Je ne dis pas qu'il ne faut rien faire pour protéger les sapeurs-pompiers des agressions, bien au contraire ! Mais pour ce faire, il convient plutôt selon moi de continuer à appliquer les dispositions existantes. Il convient notamment d'en renforcer l'application. Il nous faut assurer un accueil privilégié des sapeurs-pompiers au sein des commissariats et des brigades de gendarmerie. Des instructions ont été données en ce sens. Par ailleurs, dans une circulaire du 13 mars 2018, le ministre de l'intérieur a demandé à ce que des mesures soient prises pour faciliter et inciter le dépôt de plainte des sapeurs-pompiers victimes d'agressions. Je citerai, notamment, le dépôt de plainte sur rendez-vous, éventuellement au centre de secours, la domiciliation du sapeur-pompier victime à la direction du service d'incendie et de secours, la protection fonctionnelle ou encore - nous y veillons - le suivi de la réponse pénale en lien très étroit avec les parquets.
Par ailleurs, un télégramme ministériel du 14 septembre 2018 a rappelé que ces objectifs devaient être poursuivis avec la plus grande rigueur. Ces mesures sont aujourd'hui mises en place dans le cadre des protocoles interservices départementaux, qui prévoient une coopération opérationnelle accrue entre les forces de sécurité intérieure - police et gendarmerie - et les pompiers : échanges d'informations, possibilité de s'appeler de manière réactive en cas de difficultés, points de regroupement avant une intervention dans un secteur sensible. Ces conventions, que nous rappelons très régulièrement aux préfets, donnent satisfaction.
Enfin, je sais que nous pouvons compter sur l'intransigeance des parquets face à ces attaques particulièrement odieuses. Plusieurs condamnations à des peines de prison ferme ont été prononcées ces dernières semaines pour des agressions de sapeurs-pompiers.
En tout état de cause, j'ai la conviction que ce texte, même amendé, n'est pas la bonne solution. Il présente plus de dangers que de pistes d'avenir. En l'état, il ne permettra pas d'assurer une meilleure protection des sapeurs-pompiers.
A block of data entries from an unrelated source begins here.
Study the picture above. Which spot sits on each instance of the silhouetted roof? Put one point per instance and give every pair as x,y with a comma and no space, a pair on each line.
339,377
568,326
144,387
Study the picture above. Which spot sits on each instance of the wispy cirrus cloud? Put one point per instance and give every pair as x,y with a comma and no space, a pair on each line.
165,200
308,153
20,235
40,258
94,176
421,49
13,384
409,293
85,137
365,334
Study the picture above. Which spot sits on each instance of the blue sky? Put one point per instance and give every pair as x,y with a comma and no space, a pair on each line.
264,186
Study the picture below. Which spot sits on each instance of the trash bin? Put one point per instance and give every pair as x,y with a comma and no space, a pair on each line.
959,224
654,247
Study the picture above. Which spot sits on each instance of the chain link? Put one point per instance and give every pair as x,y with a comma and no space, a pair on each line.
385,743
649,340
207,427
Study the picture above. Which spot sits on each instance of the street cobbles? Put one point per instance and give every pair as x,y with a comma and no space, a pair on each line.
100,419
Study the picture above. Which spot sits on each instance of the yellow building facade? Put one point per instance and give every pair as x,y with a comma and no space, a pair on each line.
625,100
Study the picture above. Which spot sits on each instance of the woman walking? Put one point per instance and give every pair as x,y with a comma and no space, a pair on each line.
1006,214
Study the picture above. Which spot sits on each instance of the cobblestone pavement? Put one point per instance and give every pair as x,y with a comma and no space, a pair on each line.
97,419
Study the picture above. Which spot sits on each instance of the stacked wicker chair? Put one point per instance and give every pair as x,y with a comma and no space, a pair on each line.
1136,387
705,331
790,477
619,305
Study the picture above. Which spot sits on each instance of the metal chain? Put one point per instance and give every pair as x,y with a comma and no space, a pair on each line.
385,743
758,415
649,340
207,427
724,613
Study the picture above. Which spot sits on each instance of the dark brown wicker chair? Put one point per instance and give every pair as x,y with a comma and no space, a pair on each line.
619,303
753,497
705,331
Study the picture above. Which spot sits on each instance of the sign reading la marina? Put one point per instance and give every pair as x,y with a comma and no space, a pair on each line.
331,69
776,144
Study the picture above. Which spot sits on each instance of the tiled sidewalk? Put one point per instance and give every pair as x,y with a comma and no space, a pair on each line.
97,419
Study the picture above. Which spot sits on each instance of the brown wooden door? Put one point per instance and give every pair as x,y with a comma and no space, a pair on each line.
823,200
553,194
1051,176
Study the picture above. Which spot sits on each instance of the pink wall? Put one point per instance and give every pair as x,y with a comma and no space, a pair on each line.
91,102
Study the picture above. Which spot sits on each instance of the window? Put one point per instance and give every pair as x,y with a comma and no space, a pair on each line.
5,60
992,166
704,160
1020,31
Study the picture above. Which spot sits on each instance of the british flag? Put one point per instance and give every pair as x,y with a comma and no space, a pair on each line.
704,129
Certes, je déplore comme vous l'augmentation des agressions à leur encontre, mais je rappelle que leur taux de plaintes demeure significatif. Les pompiers ne craignent donc pas de porter plainte par peur des représailles. Comptez néanmoins sur notre détermination pour appliquer l'ensemble des mesures existantes afin d'assurer une meilleure protection des sapeurs-pompiers, ainsi que celles à venir, puisque nous avons évoqué le déploiement des caméras-piétons.